샘플 입력 : 정규식 입력 "디지털 텔레비전, 인터넷을?"사용

<body> 
<sec sec-type="intro"> 
    <title>INTRODUCTION</title> 
    <p>Digital Television is the most advanced version of Television 
     technology improved in the last century. Digital TV provides 
     customers more choices and interactivity. New technology called 
     Internet Protocol-based Television (IPTV) uses digital TV technology 
     and transmits it over IP based networks (Driscol, 2008), 
      (<xref ref-type="bibr" rid="r15">Moawad, 2008</xref>). IPTV is a 
     technique that transmits TV and video content over a network that 
     uses the IP networking protocol. With increasing the number of 
     users, performance becomes more important in order to provide 
     interest in video content applications and relative services. The 
     requirement for new video applications on traditional broadcast 
     networks (cable, terrestrial transmitters, and satellite) opens a 
     new perspective for the developed use of IP networks to satisfy the 
     new service demands (Driscol, 
     2008</p> 
    <sec> 
     <title>More Introducing</title> 
     <p>Internet Protocol Television, IPTV, Telco TV, or broadband TV is 
      delivering high quality broadcast television and/or on-demand video 
      and audio content over a broadband network. On the other hand, IPTV 
      is a mechanism applied to deliver old TV channels, movies, and 
      video-on-demand contents over a private network. The official 
      definition approved by the International Telecommunication Union 
      focus group on IPTV (ITU-T FG IPTV) is as: &#x201C;IPTV is 
      defined as multimedia services such as 
      television/video/audio/text/graphics /data delivered over IP based 
      networks managed to provide the required level of quality of service 
      and experience, security, interactivity and reliability&#x201D; 
      (Driscol, 2008, 
      pp.2).</p> 
    </sec> 
</sec> 

샘플 출력 될 것이다 :

<body> 
<h1>INTRODUCTION</h1> 
<p><a class="IndexAnchor">Digital Television</a> is the most advanced version of Television 
    technology improved in the last century. Digital TV provides 
    customers more choices and interactivity.

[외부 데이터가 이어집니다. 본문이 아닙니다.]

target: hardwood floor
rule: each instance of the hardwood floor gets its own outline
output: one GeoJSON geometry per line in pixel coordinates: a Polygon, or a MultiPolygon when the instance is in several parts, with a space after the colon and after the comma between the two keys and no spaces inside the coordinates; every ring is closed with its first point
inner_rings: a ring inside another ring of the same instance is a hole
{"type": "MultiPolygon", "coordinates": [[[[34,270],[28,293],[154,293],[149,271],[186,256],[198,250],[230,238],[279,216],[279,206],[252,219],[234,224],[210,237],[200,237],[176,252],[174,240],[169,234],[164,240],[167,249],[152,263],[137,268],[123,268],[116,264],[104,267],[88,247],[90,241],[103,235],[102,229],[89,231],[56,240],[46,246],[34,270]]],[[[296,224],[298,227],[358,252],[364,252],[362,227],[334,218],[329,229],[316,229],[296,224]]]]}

New technology called 
    <a class="IndexAnchor">Internet</a> Protocol-based Television (IPTV) uses digital TV technology 
    and transmits it over IP based networks (Driscol, 2008), 
     (Moawad, 2008). IPTV is a 
    technique that transmits TV and video content over a network that 
    uses the IP networking protocol. With increasing the number of 
    users, performance becomes more important in order to provide 
    interest in video content applications and relative services. The 
    requirement for new video applications on traditional broadcast 
    networks (cable, terrestrial transmitters, and satellite) opens a 
    new perspective for the developed use of IP networks to satisfy the 
    new service demands (Driscol, 
    2008</p> 
<h2>More Introducing</h2> 
    <p><a class="IndexAnchor">Internet</a> Protocol Television, IPTV, Telco TV, or broadband TV is 
     delivering high quality broadcast television and/or on-demand video 
     and audio content over a broadband network. On the other hand, IPTV 
     is a mechanism applied to deliver old TV channels, movies, and 
     video-on-demand contents over a private network. The official 
     definition approved by the International Telecommunication Union 
     focus group on IPTV (ITU-T FG IPTV) is as: &#x201C;IPTV is 
     defined as multimedia services such as 
     television/video/audio/text/graphics /data delivered over IP based 
     networks managed to provide the required level of quality of service 
     and experience, security, interactivity and reliability&#x201D; 
     (Driscol, 2008, 
     pp.2).</p> 

+0

따라서 문자열 매개 변수에 세미콜론으로 구분 된 정규식 패턴 목록이 있습니다. 일부 샘플 입력은 어떻게 보이나요? 해당 출력을 XSLT로 어떻게 만들고 싶습니까? –

답변

1

솔직히 세미콜론으로 다른 패턴을 분리하는 대신 막대 "|"를 사용하는 것이 좋습니다. 대체 단어를 구분하기위한 정규 표현식 언어 문자입니다.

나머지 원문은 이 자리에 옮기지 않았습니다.